Oracle and AMD have introduced a serious partnership geared toward delivering large-scale, high-performance AI infrastructure on Oracle Cloud Infrastructure (OCI). Central to this collaboration is the provision of AMD’s newest Intuition MI355X GPUs, designed to double the price-performance ratio for AI coaching and inference workloads in comparison with the earlier technology.
OCI will host zettascale AI clusters powered by as many as 131,072 MI355X GPUs, making it probably the most bold AI cloud choices thus far. The transfer targets a rising demand from enterprises creating complicated AI fashions, together with massive language fashions and rising agentic AI purposes.
Mahesh Thiagarajan, Government Vice President of Oracle Cloud Infrastructure, emphasised Oracle’s deal with increasing its AI infrastructure to fulfill the wants of shoppers working high-intensity AI workloads. “AMD Intuition GPUs, paired with OCI’s efficiency, superior networking, flexibility, safety, and scale, will assist our clients meet their inference and coaching wants.”
The brand new providing is backed by AMD’s newest architectural developments. The Intuition MI355X GPUs are constructed to ship almost thrice the computing efficiency of their predecessors, with a 50% enchancment in high-bandwidth reminiscence capability. This allows organizations to coach and deploy bigger fashions extra effectively and with decreased latency.
Forrest Norrod, EVP and GM of AMD’s Information Heart Options Enterprise Group, famous the long-standing alignment between Oracle and AMD in supporting open, high-efficiency methods. “The MI355X, mixed with OCI’s infrastructure and AMD’s Pollara NICs, offers the size and suppleness wanted to energy the subsequent wave of AI innovation,” Norrod stated.

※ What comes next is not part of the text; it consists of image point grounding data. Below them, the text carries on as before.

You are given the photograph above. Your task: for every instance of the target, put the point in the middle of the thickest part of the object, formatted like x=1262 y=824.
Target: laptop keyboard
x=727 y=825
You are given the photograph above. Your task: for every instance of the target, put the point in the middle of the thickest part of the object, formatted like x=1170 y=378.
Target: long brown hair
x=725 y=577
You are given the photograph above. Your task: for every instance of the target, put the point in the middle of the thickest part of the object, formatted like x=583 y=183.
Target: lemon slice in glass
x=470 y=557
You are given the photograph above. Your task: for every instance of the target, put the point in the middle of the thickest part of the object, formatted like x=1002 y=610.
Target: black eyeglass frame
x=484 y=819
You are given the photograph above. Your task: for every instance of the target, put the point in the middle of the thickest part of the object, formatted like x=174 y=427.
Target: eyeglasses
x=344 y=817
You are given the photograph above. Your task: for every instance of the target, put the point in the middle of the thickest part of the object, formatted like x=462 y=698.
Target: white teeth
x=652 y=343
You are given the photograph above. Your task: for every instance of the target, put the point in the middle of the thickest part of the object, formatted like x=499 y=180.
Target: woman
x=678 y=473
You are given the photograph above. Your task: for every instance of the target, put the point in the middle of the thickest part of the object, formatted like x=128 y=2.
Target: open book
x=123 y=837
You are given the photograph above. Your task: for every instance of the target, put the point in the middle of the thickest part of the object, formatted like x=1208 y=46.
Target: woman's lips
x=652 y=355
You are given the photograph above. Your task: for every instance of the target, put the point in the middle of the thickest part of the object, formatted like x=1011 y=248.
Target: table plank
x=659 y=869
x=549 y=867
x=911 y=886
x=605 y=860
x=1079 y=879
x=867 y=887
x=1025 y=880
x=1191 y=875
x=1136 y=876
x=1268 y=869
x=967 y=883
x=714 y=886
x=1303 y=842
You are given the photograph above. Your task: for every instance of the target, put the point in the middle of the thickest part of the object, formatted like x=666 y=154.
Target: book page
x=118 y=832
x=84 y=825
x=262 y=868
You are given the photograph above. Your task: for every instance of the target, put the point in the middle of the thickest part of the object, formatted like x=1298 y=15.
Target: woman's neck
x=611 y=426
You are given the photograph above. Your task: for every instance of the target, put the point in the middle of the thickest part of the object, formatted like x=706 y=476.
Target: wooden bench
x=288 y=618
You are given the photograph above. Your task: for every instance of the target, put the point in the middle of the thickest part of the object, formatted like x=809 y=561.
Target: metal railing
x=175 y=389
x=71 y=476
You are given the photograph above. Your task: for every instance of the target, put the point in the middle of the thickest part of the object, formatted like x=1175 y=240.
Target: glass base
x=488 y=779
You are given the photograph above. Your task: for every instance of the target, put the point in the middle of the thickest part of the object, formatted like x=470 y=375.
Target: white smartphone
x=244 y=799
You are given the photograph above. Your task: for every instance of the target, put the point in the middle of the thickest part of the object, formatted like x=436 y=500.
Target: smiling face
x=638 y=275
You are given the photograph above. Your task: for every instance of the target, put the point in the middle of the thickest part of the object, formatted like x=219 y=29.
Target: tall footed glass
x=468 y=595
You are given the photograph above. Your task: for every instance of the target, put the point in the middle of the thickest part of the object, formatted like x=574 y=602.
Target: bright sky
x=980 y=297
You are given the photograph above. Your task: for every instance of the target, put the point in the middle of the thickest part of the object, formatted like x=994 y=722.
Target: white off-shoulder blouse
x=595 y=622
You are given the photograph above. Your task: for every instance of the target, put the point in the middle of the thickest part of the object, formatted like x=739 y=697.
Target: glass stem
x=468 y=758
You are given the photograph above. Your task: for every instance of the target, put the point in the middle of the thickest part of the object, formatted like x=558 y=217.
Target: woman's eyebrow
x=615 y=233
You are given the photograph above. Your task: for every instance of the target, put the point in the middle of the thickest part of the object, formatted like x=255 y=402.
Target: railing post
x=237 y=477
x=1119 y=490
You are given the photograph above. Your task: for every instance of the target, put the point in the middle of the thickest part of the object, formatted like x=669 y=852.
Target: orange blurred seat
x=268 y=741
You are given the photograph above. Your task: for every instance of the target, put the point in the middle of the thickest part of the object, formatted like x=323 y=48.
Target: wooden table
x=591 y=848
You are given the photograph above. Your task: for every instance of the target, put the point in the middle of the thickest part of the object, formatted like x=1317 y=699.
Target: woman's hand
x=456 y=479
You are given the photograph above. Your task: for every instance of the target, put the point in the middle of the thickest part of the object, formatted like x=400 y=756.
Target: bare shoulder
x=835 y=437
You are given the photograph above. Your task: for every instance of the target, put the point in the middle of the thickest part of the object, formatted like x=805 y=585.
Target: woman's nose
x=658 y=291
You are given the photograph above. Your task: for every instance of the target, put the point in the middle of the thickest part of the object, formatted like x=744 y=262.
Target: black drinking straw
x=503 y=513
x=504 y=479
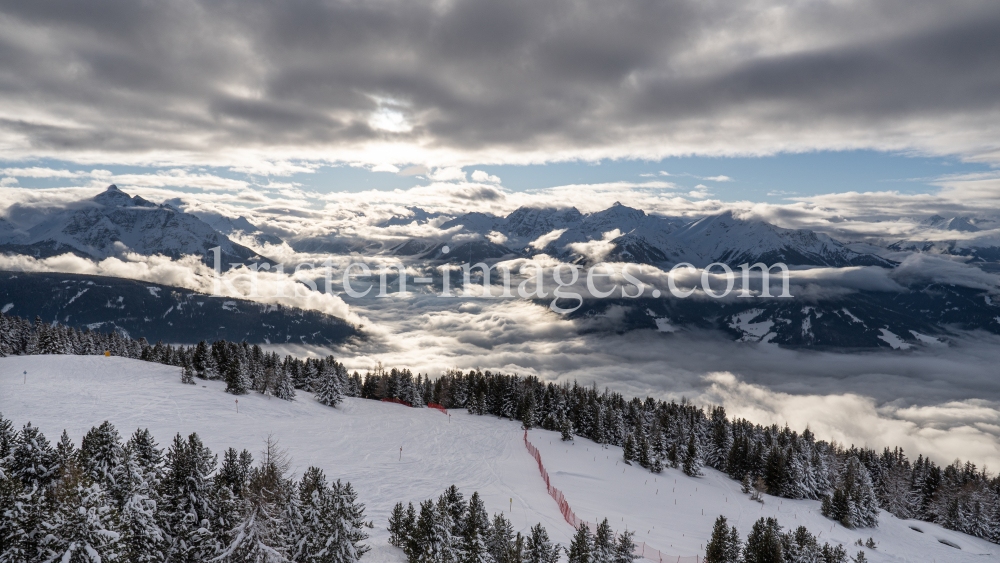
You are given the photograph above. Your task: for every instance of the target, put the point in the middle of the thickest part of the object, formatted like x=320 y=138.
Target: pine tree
x=325 y=525
x=83 y=525
x=692 y=458
x=397 y=526
x=581 y=549
x=188 y=503
x=604 y=543
x=330 y=391
x=283 y=387
x=628 y=452
x=474 y=529
x=8 y=440
x=801 y=546
x=500 y=540
x=20 y=519
x=764 y=543
x=101 y=453
x=187 y=374
x=625 y=548
x=566 y=428
x=142 y=540
x=643 y=454
x=657 y=465
x=147 y=454
x=66 y=452
x=33 y=461
x=200 y=360
x=235 y=371
x=720 y=548
x=539 y=549
x=456 y=508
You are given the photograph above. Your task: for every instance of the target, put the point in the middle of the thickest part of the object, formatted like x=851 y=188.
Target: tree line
x=852 y=482
x=114 y=501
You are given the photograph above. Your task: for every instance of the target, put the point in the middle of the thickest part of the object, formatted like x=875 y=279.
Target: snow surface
x=892 y=339
x=360 y=441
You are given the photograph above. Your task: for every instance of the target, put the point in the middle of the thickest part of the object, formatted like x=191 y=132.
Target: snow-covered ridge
x=640 y=237
x=113 y=222
x=360 y=442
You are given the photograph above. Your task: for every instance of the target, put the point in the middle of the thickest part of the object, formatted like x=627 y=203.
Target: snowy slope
x=659 y=240
x=733 y=240
x=112 y=222
x=360 y=442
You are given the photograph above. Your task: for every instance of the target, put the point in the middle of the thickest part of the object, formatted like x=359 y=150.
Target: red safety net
x=397 y=401
x=642 y=550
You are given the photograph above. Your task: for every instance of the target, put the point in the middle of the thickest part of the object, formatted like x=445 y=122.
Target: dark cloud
x=630 y=78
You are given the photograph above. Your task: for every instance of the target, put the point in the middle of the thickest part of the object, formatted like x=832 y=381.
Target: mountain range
x=161 y=312
x=624 y=234
x=113 y=223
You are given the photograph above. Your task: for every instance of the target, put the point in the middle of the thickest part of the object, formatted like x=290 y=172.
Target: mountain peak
x=113 y=197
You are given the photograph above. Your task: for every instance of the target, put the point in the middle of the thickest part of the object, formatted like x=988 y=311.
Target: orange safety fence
x=642 y=550
x=397 y=401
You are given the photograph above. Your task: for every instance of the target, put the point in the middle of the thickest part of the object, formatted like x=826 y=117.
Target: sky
x=784 y=99
x=858 y=118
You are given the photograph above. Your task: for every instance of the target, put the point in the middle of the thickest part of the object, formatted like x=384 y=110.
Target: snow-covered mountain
x=733 y=240
x=160 y=312
x=976 y=239
x=638 y=237
x=391 y=453
x=113 y=222
x=962 y=224
x=240 y=228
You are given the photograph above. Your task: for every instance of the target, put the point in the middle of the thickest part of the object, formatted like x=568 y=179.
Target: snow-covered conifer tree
x=474 y=529
x=83 y=525
x=692 y=458
x=581 y=549
x=33 y=460
x=538 y=548
x=604 y=543
x=330 y=391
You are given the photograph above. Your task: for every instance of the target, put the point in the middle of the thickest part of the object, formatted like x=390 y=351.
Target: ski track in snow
x=359 y=442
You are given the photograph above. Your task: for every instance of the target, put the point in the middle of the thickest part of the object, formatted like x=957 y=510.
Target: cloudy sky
x=853 y=117
x=758 y=101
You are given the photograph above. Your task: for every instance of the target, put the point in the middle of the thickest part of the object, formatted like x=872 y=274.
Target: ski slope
x=360 y=441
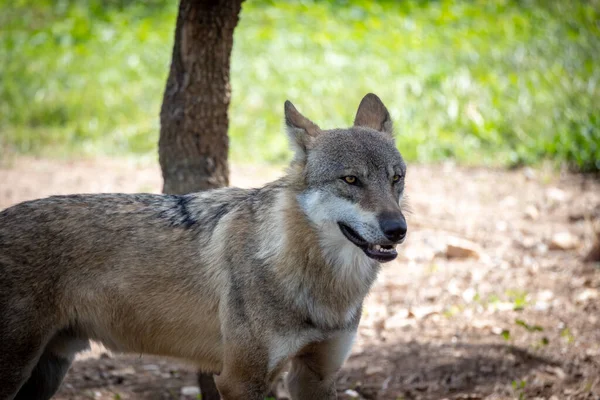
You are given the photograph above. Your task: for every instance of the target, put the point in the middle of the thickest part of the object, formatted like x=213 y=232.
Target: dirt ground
x=489 y=299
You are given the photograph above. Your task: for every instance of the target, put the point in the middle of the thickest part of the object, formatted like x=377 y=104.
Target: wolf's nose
x=394 y=229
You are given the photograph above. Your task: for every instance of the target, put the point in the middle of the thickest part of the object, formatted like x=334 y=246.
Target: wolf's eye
x=350 y=179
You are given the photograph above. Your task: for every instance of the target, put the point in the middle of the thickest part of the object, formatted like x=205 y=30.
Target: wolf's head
x=353 y=181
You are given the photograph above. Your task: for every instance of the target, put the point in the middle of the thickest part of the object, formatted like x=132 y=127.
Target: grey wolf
x=238 y=281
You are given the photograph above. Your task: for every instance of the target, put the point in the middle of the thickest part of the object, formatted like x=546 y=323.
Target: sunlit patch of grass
x=485 y=82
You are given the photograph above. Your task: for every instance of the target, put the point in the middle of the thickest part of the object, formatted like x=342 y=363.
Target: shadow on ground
x=399 y=370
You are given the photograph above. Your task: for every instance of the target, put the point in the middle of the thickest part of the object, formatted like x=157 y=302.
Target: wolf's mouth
x=379 y=252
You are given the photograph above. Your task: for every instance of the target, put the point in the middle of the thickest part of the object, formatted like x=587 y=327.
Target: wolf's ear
x=300 y=129
x=373 y=114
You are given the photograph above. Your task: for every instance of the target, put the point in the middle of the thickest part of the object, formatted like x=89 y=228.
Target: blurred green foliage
x=493 y=82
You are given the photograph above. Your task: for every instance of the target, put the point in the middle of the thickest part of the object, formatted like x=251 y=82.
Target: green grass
x=493 y=82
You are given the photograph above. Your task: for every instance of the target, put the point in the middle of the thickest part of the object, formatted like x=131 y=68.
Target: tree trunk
x=193 y=142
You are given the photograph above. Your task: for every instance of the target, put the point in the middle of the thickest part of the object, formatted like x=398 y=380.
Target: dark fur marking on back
x=212 y=218
x=178 y=214
x=187 y=220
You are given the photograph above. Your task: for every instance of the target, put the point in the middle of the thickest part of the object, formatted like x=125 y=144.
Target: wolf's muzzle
x=393 y=226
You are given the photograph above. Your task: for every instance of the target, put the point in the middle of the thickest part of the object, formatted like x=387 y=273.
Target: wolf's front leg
x=243 y=377
x=315 y=369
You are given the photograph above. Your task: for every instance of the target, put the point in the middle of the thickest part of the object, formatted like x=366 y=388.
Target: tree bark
x=193 y=142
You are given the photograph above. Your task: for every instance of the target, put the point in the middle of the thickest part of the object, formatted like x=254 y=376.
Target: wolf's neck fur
x=324 y=274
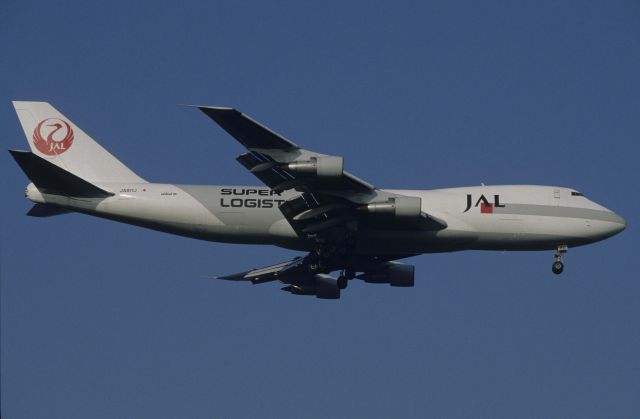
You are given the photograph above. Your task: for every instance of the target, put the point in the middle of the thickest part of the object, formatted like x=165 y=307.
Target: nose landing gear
x=558 y=266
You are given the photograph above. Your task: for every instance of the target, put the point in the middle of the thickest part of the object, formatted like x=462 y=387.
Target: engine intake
x=324 y=167
x=402 y=206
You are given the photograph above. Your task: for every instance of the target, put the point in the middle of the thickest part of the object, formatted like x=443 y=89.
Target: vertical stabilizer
x=56 y=139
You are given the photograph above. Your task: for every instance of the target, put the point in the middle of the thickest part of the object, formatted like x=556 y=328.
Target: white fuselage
x=518 y=217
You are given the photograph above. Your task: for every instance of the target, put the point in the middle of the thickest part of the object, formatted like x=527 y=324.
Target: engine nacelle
x=402 y=206
x=324 y=167
x=321 y=285
x=393 y=273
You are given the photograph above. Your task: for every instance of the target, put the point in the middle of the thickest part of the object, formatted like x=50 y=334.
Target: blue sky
x=104 y=320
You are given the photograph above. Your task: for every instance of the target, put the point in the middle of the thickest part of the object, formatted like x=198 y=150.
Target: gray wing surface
x=331 y=201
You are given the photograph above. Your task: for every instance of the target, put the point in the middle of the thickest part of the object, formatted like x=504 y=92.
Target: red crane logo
x=53 y=136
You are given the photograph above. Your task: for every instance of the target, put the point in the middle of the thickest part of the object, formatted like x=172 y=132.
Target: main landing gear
x=558 y=266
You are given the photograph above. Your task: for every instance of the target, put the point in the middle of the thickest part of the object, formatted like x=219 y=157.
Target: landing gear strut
x=558 y=266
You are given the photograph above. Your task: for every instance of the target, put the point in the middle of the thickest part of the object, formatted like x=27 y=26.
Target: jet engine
x=321 y=285
x=401 y=206
x=393 y=273
x=323 y=167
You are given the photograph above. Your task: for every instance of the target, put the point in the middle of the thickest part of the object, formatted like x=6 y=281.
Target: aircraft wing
x=279 y=271
x=333 y=201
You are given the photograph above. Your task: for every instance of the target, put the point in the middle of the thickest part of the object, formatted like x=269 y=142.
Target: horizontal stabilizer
x=248 y=132
x=49 y=177
x=46 y=210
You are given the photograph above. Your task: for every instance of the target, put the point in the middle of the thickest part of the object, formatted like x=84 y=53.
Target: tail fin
x=56 y=139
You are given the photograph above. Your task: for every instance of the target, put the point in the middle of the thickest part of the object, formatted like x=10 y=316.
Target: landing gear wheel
x=557 y=267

The collaboration introduces a number of technical improvements geared toward high-volume AI deployment. AMD’s MI355X shapes on OCI will help as much as 288GB of HBM3 reminiscence and 8TB/s bandwidth, permitting massive fashions to be absolutely loaded into reminiscence – dramatically enhancing efficiency for coaching and inference duties. The brand new FP4 floating-point format additionally permits cost-efficient execution of generative AI workloads.
To deal with efficiency density, the brand new infrastructure employs a dense, liquid-cooled design, supporting 64 GPUs per rack at 1,400 watts every, delivering as much as 125kW per rack. This setup is engineered for each excessive throughput and decrease time-to-first-token (TTFT), important for real-time AI purposes.
AMD Turin CPUs
OCI’s AI platform would additionally profit from a high-performance head node powered by AMD Turin CPUs, providing as much as 3TB of system reminiscence to reinforce orchestration and information dealing with. These nodes act because the central coordination level for GPU assets, making certain optimum utilization throughout large-scale deployments.
Crucially, the partnership continues Oracle’s dedication to open-source software program. AMD’s ROCm software program stack permits builders emigrate current AI code seamlessly to OCI’s infrastructure, avoiding vendor lock-in. ROCm helps broadly adopted AI frameworks, compilers, and libraries, enabling sooner improvement cycles and broader accessibility.
Community structure additionally receives a major enhance by AMD’s Pollara AI NICs, which help superior RoCE (RDMA over Converged Ethernet) capabilities. As the primary cloud supplier to combine these NICs, Oracle beneficial properties a aggressive edge in lowering community latency and growing throughput for hyperscale AI workloads. Assist for the Extremely Ethernet Consortium’s open trade requirements ensures interoperability with future networking improvements.
The launch of MI355X GPUs on OCI is anticipated within the fall of 2025, positioning Oracle and AMD to fulfill accelerating demand for AI infrastructure. As AI adoption scales quickly throughout industries, this collaboration units a brand new benchmark in cloud-based, high-performance computing options.